North Polynesia (1828–1839 CE)
Transition and Early Reign of Kamehameha III
Following the death of Kamehameha the Great in 1819, the Kingdom of Hawaii experienced significant political and cultural transformations under his successors. His son, Kamehameha II (Liholiho), abolished traditional Hawaiian religious practices and the kapu system, initiating profound societal shifts. Shortly thereafter, Christian missionaries from New England arrived in 1820, significantly impacting education, religion, and governance across the islands.
Kauikeaouli, ascending the Hawaiian throne as King Kamehameha III on June 6, 1825, at only eleven years of age, initially relied heavily upon the guidance of his stern mother and regent, Kaʻahumanu, and the high chief William Pitt Kalanimoku. From 1824 to 1832, real political authority rested primarily with Kaʻahumanu. Upon her death in 1832, she was succeeded by Kauikeaouli’s half-sister, Kinaʻu, who herself passed away at the age of twenty-five, leaving the young king burdened by the full responsibilities of governance.
By the time Kauikeaouli assumed authority, the native Hawaiian population had dramatically declined to approximately 150,000, a drastic reduction to less than one-third of its size at the time of Captain Cook’s arrival in 1778. This number would again halve during his reign, partly due to devastating epidemics, including smallpox.
Legal and Religious Changes
Under the threat of war from France, Roman Catholicism was legalized in Hawaii, marking a significant departure from previous policies influenced by Protestant advisors. This legalization occurred alongside the establishment of the islands' first statutory law code in 1839, reflecting an increased Western legal influence and formalization of governance structures.
Economic Development and Foreign Influence
Hawaii experienced substantial economic growth driven by burgeoning sugar and whaling industries. This prosperity attracted numerous Western settlers and entrepreneurs, further increasing foreign pressure and involvement in the kingdom's internal affairs. Honolulu became a crucial trading hub, with its population exceeding ten thousand by the late 1820s.

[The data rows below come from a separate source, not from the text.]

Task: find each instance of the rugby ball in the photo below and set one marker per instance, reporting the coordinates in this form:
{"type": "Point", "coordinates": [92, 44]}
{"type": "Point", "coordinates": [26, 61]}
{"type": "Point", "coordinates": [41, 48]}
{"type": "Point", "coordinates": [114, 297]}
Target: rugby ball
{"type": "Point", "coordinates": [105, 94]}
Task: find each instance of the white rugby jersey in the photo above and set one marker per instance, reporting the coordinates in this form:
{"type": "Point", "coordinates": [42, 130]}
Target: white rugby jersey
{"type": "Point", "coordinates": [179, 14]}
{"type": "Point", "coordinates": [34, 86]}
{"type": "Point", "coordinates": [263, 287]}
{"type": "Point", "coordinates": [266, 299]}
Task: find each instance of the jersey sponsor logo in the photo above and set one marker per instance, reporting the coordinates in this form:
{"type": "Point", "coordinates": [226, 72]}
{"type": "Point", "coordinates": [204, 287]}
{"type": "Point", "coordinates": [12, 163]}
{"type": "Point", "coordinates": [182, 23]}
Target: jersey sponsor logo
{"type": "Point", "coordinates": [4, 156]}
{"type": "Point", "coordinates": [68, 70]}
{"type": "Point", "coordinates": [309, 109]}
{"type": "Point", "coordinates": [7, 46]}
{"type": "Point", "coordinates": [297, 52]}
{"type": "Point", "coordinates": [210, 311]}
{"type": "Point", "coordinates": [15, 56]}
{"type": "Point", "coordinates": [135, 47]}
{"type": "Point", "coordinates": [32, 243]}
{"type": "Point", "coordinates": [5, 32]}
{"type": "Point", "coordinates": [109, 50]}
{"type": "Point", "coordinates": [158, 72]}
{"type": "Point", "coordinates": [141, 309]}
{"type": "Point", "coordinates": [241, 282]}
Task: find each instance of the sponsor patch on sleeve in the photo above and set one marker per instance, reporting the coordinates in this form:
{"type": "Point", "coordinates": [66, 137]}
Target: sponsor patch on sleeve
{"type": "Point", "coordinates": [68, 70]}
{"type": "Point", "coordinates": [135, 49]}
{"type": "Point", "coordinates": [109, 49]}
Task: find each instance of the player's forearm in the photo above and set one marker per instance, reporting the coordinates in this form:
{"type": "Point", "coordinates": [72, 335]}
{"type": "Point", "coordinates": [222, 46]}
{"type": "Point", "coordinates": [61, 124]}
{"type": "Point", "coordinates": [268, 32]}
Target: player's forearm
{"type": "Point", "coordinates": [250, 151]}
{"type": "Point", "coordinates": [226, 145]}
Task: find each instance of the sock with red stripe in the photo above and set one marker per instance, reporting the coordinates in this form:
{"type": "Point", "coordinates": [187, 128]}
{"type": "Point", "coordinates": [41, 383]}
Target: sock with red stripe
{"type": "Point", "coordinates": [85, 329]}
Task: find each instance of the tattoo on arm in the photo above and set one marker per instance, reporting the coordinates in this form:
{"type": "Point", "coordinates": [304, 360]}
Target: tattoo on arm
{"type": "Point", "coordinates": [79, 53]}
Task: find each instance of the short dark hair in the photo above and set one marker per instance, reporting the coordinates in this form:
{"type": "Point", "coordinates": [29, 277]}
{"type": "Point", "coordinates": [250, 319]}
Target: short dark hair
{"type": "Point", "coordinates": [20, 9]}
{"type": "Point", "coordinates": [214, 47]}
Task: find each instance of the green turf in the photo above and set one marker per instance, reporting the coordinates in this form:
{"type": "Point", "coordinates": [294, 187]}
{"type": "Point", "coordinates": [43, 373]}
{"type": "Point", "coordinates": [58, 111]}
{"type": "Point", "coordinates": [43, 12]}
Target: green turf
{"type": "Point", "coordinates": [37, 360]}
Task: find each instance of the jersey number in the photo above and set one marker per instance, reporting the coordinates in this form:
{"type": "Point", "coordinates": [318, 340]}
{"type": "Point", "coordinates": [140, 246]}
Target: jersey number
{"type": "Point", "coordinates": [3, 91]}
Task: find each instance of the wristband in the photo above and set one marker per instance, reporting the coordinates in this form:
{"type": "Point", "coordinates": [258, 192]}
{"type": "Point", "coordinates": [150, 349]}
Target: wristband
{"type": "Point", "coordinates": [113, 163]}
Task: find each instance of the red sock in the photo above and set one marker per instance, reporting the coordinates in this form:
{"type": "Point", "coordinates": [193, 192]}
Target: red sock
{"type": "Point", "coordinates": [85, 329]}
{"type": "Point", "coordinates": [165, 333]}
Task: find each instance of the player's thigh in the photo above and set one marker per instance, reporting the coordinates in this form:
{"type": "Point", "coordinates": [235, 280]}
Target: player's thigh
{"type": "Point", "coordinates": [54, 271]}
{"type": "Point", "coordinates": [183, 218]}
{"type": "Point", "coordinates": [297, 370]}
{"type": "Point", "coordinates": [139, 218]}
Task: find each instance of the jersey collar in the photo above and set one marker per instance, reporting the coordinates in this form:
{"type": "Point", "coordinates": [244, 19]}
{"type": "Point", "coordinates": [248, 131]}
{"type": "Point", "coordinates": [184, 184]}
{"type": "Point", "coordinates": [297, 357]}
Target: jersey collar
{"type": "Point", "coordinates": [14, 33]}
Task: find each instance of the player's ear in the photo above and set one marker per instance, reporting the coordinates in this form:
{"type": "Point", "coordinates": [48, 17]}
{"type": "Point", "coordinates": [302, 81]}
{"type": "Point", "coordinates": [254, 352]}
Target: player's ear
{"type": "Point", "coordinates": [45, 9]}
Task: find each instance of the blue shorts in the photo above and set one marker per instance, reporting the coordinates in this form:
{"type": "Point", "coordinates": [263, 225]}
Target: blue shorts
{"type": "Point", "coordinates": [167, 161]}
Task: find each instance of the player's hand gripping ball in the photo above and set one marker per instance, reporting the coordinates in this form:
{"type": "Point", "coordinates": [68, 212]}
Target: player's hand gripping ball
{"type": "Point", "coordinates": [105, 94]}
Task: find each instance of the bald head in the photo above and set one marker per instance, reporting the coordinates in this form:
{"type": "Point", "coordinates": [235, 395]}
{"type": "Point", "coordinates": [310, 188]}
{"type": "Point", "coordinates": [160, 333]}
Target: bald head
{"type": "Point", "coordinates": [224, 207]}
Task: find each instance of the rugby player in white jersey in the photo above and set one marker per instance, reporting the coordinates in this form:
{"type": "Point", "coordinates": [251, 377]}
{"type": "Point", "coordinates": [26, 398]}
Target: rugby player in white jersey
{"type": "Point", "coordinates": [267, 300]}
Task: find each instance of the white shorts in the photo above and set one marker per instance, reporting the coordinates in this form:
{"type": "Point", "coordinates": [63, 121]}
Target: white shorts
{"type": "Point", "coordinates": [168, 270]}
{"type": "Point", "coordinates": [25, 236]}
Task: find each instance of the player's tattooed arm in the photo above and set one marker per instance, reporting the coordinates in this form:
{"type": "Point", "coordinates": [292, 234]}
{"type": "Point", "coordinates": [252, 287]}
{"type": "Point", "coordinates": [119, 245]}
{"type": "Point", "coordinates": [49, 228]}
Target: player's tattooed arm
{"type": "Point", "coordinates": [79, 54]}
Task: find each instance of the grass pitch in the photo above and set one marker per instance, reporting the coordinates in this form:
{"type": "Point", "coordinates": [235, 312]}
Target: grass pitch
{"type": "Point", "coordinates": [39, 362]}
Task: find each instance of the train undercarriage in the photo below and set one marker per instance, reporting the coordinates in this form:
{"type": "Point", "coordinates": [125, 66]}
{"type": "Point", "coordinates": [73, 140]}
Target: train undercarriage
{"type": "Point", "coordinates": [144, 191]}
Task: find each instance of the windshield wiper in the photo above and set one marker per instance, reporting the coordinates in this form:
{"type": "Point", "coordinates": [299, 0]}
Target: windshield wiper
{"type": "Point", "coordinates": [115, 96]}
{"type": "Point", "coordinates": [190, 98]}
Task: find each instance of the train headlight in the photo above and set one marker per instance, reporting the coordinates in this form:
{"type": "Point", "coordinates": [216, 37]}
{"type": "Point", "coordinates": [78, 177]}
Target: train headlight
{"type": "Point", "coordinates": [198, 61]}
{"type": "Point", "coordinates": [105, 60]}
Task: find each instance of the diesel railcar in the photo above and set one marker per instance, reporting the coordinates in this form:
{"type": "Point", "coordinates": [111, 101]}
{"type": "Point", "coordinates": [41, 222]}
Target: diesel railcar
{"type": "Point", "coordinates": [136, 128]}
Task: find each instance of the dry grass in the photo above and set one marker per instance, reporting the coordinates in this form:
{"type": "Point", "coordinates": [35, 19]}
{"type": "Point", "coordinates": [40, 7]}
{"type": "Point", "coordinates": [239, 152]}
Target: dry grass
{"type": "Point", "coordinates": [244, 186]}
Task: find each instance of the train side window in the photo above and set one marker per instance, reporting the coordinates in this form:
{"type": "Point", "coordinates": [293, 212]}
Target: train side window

Continuing Expansion Efforts
Despite his rule over most of the Hawaiian Islands from Oʻahu eastward, Kamehameha III's father, Kamehameha the Great, had failed to incorporate the western islands of Kauaʻi and Niʻihau into his dominion. In 1796, using Honolulu as a base, Kamehameha I built a forty-ton ship in an attempt to invade these islands, but the effort was disrupted by a rebellion on Hawaiʻi Island, forcing his return. A subsequent invasion attempt in 1803 was also thwarted by disease among his warriors.
Throughout this period, the influx of wealth and technology from maritime fur trade helped strengthen the Kingdom of Hawaii both politically and economically. Non-native plants and animals introduced during the early trading era included beans, cabbage, onions, squash, pumpkins, melons, oranges, cattle, horses, sheep, and goats, significantly altering the agricultural landscape of the islands.
Catholic Missionaries Arrive
The first Catholic mission to Hawaii was established under the Prefecture Apostolic of the Sandwich Islands by Pope Leo XII, appointing Alexis Bachelot, a member of the Congregation of the Sacred Hearts of Jesus and Mary (Picpus Fathers), as its first prefect. The Picpus Fathers, departing from Bordeaux in 1826, arrived at Honolulu Harbor on July 7, 1827, initially refused entry by Protestant advisors. They ultimately disembarked two days later, on July 9, coinciding with the Feast of Our Lady of Peace, marking the formal introduction of Roman Catholicism into Hawaii.
These transformative events of 1828 to 1839 established foundational shifts in governance, religious tolerance, and economic structures, profoundly shaping the trajectory of the Hawaiian Kingdom.